18 December 2022

Ethiopia: With Oromo Liberation Army raids, government ruling out negotiations and reinforcing troops and conducting drone strikes, Amhara militias (“Fano”) active, the crisis is coming to a head: In the Oromia region, conflict is escalating, ethnic tensions are exploding. “The government-appointed Ethiopian Human Rights Commission (HRC) says that "hundreds" of people have been killed in a "gruesome manner" in the past five months in Oromia, while a UN agency says almost a million people have been forced from their homes.” The article lists some of the atrocities. Though the Oromo Liberation Army has never clarified what it means when it advocates self-determination for Oromia, there is a fear that they are after secession – since the Oromo are the country’s largest group, this would no doubt mean the break-up of multi-ethnic Ethiopia. But the strength of the OLA must not be overestimated – that they are using guerrilla tactics, hit-and-run operations, kidnappings for ransom seems to reveal their relative weakness. But they are strong enough to commit atrocities – as are the government with its troops and drones and the Amhara militias. Peace negotiations are clearly necessary.
https://www.bbc.com/news/world-africa-63710783

Tunisia: After the “fiasco” of the legislative elections – only 8.8% of eligible voters actually cast their votes yesterday Saturday – the head of the National Salvation Front, the main opposition coalition, called for mass protests and the resignation of President Kaïs Saïed – who was considered an “illegitimate president” from now on.
https://www.bbc.com/news/world-africa-64015596




17 December 2022

Eritrea/Tigray: “Eritrea’s regional policy has largely been influenced by Ethiopia, its much more powerful southerly neighbour.” The TPLF (Tigray People’s Liberation Front) has for quite a long time been its main enemy – the TPLF reign in Addis only ended with Abiy’s prime ministership. That Asmara sided with him against Tigray in the war is no big surprise.
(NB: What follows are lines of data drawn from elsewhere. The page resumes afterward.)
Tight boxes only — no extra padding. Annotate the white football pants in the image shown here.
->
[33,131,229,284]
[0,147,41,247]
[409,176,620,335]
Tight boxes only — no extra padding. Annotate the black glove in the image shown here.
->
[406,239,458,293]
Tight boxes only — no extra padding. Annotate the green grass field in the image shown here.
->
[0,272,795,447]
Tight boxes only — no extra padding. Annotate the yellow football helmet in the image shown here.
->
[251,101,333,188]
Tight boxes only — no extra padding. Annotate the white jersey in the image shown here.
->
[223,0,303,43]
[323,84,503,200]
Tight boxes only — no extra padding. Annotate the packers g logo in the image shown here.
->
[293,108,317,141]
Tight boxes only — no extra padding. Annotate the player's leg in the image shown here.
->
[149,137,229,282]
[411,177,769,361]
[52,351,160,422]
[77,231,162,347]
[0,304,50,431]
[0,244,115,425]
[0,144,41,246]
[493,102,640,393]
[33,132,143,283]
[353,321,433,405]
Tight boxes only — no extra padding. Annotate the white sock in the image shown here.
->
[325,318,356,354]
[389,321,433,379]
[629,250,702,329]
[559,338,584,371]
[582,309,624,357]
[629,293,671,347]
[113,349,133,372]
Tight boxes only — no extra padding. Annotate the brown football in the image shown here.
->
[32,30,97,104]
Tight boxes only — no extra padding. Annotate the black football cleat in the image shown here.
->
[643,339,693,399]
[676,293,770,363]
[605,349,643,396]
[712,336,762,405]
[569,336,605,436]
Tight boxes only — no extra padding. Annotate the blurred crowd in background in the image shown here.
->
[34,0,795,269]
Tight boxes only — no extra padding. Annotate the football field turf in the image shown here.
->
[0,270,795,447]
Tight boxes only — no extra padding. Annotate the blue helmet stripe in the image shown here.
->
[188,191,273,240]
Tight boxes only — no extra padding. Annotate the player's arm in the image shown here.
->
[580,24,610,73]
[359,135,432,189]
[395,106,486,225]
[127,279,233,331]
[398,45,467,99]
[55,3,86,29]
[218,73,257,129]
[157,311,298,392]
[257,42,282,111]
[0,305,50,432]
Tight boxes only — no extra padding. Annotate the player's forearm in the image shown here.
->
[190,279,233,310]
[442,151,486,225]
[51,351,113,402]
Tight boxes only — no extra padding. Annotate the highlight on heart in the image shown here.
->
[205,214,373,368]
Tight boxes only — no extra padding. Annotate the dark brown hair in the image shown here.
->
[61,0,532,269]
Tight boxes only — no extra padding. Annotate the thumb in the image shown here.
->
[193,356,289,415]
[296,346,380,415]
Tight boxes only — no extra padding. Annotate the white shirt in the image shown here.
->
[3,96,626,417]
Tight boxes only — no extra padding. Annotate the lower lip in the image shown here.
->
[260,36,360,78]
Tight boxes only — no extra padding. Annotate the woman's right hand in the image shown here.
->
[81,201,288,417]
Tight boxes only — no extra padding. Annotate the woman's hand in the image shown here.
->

But Eritrea’s interests go further than combatting Mekelle – Asmara wants anything but a “strong, united Ethiopia” which would risk to dominate it economically, militarily and diplomatically. “Asmara’s best-case scenario is a prolonged, unresolved conflict in Ethiopia in which the presence of Eritrean forces and political support are still required by Addis Ababa.” And that’s what was the case over the last two years. But if Addis and Mekelle really get talking again, then Eritrea might find itself isolated in no time – and back to “the pariah status (it) has occupied for most of the last two decades.” And if peace is restored within Ethiopia, then Addis could also become an enemy of Eritrea once again.
https://theconversation.com/eritrea-is-involved-in-tigray-to-boost-its-stature-why-the-strategy-could-backfire-175591

Ethiopia/Tigray/Eritrea: The Tigray famine – 40% are thought to suffer from extreme lack of food – “is not the result of a natural disaster: it is a famine induced by the closure of the borders of Tigray by Ethiopian, Eritrean and Somali forces, reinforced by militia from Ethiopia’s Amhara and Afar ethnic groups.” When famine struck in the mid-1980s, both the Eritrean and the Tigrayan liberation movements “used a lifeline through Sudan” – and that is in memory of this that Asmara (in its alliance with Ethiopia and Somalia) “fought so hard to sever ties between Tigray and Sudan” from end 2020 onwards. The Eritrean liberation movement had, in fact, also cut supply lines for the Tigrayan liberation movement. And though they finally reconciled and together won against Addis in 1991, that “rift never really healed”. And then there was the disaster of the border war 1998-2000 with Eritrea “outwitted and outgunned (…) militarily (and) outmanoeuvred (…) diplomatically in the years following the conflict.”
https://theconversation.com/famine-in-ethiopia-the-roots-lie-in-eritreas-long-running-feud-with-tigrayans-181866

Tigray/Ethiopia: Tigray’s “heritage sites have been deliberately targeted” in the war. Bombing and destroying churches means attacking sacred spaces – sacred more in a cultural than a religious sense: “Looting and attacking them is a grave dishonouring of cultural values.” According to the article’s author’s network of informers in Tigray, hundreds of sacred sites have been affected. “Most of the historical artefacts (Ethiopia) is famous for are originally from today’s Tigray”, e.g., the Aksumite Monuments. The Battle of Adwa, by the way, where Ethiopians fought off the Italian colonisers, was in Tigray.